Tonight, I bribed myself into going to yoga (with delicious food), set my intention to open my heart, sweated too much and started coughing in the middle of meditation. This was after a day of beating myself up for sleeping in, not looking the way I want to, and not being as happy as I should be.
We want it to be easy. We want to strip away those labels with a simple thought, we want to consistently, always be in love with ourselves and the world.
And I’m a quitter. I get pissed off when it’s not easy. I get all debbie downer (like I was today) and don’t want to talk to anyone. I mean, I was miserable. I complained all day. I was tired all day. I didn’t answer phone calls. And I had to hold back asshole comments the entire day. What a dick.
But I still fell in love today. I fell in love with how funny my coworkers are. Although I effed up everyone’s meditation with my coughing, I fell in love with myself during yoga. We’ve got to love ourselves. We’ve got to peel our labels off, one by one, and respect them. And once we’ve got our labels peeled, we’ve got to take a good look at our hearts and love them with all we’ve got.
[AND I’ve been watching Friday Night Lights – the show- for the past month, which is probably a reason I haven’t blogged lately, and I totally fell in love with the coach’s relationship. It’s just so nice.]
And, if there’s one thing that Friday Night Lights has taught me [srsly. it’s ALL I’ve been doing this entire month. I watched 5 seasons of this B] it’s that you have to fight for what you want. It’s not easy. You have to hold on to you and your self love.
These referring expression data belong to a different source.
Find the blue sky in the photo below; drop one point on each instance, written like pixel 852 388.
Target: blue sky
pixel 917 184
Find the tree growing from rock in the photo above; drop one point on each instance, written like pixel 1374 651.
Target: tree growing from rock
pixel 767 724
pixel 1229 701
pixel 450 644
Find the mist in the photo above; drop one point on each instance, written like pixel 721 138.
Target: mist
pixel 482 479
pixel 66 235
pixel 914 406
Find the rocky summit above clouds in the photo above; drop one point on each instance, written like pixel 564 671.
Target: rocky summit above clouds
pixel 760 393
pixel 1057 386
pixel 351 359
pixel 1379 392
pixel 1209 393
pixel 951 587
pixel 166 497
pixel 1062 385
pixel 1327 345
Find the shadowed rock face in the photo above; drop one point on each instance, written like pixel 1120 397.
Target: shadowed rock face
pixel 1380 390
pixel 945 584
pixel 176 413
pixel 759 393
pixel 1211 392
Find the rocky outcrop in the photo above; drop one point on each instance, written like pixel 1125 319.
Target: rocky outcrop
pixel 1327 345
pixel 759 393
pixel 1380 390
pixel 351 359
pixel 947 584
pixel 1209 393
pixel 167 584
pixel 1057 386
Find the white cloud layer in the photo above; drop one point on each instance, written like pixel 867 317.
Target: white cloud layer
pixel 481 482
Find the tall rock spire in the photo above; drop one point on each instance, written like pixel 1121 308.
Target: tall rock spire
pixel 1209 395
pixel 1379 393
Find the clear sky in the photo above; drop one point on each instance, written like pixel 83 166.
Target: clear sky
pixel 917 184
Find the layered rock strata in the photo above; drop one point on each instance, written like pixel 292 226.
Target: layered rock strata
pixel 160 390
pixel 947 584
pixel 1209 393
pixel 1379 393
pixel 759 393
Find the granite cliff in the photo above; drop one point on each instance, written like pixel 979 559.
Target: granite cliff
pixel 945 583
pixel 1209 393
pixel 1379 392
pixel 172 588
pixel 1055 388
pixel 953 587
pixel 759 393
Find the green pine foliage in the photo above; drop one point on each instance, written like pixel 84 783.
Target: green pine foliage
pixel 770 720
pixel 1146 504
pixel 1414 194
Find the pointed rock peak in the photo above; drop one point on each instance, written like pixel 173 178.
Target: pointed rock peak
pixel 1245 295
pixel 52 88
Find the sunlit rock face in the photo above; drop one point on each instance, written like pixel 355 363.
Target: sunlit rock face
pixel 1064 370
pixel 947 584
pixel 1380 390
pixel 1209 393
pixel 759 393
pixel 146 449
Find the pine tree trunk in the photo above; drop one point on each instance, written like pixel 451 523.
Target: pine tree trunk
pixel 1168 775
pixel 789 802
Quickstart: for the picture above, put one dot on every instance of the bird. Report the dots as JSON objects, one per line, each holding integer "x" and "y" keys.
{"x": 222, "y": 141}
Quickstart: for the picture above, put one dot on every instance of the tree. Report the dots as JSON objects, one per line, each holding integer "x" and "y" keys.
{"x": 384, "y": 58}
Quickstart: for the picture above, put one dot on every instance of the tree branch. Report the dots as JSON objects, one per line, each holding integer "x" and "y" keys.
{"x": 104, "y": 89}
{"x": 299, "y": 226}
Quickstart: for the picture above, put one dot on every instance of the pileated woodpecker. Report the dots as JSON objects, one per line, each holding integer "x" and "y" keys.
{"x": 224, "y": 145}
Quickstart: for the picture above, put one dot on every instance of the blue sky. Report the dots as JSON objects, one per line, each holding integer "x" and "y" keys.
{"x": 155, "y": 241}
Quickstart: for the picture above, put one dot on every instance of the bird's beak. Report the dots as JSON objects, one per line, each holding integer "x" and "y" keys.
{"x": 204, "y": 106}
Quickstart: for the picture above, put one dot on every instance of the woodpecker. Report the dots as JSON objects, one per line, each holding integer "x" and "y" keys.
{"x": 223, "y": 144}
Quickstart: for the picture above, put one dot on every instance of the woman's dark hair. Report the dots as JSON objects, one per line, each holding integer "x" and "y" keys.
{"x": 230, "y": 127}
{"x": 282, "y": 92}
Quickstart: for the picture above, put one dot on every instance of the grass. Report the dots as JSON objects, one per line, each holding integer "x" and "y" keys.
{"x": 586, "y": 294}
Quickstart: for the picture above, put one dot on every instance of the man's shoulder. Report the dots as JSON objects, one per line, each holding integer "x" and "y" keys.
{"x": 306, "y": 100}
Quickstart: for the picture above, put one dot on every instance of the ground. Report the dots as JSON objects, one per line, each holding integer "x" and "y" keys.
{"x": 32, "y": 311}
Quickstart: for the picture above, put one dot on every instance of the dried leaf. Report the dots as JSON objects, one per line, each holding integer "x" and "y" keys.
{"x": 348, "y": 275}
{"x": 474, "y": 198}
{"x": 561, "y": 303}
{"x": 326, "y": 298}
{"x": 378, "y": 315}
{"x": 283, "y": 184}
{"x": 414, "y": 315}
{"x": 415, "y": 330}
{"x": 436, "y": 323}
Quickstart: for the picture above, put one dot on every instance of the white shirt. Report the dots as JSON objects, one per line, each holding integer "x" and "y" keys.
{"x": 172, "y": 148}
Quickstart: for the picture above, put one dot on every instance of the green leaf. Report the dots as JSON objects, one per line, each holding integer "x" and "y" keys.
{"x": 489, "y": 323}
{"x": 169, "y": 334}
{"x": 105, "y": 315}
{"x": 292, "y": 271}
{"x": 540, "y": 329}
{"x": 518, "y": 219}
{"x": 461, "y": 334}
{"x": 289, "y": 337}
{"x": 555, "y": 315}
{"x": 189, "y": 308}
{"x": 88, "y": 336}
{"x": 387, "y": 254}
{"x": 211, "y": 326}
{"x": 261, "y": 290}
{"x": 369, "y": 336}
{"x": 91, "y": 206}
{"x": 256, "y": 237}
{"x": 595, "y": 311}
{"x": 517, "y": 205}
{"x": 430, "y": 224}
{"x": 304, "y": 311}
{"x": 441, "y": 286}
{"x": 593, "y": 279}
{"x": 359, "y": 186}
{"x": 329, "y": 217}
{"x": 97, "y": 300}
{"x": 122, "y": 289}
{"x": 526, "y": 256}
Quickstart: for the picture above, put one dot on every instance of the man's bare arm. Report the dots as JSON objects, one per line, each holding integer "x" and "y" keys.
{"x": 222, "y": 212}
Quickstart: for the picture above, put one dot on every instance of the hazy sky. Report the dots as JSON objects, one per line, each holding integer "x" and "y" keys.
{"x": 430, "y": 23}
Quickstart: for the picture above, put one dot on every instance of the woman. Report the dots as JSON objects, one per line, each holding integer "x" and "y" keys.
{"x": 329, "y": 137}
And if you lose it….get it back.
[my god I can’t tell you how in love with Coach Taylor I am. It’s terrible, and wonderful. And I just love this freaking show and I’m so upset that they ended it. But, lord, that Coach Taylor. le swoon.]
Ok. I’m going to go to bed and hopefully feel better tomorrow. And have wonderful Friday Night Lights dreams.
Promise I’ll write sooner rather than later, my blog drops. I can promise this because I’m finally done with the series.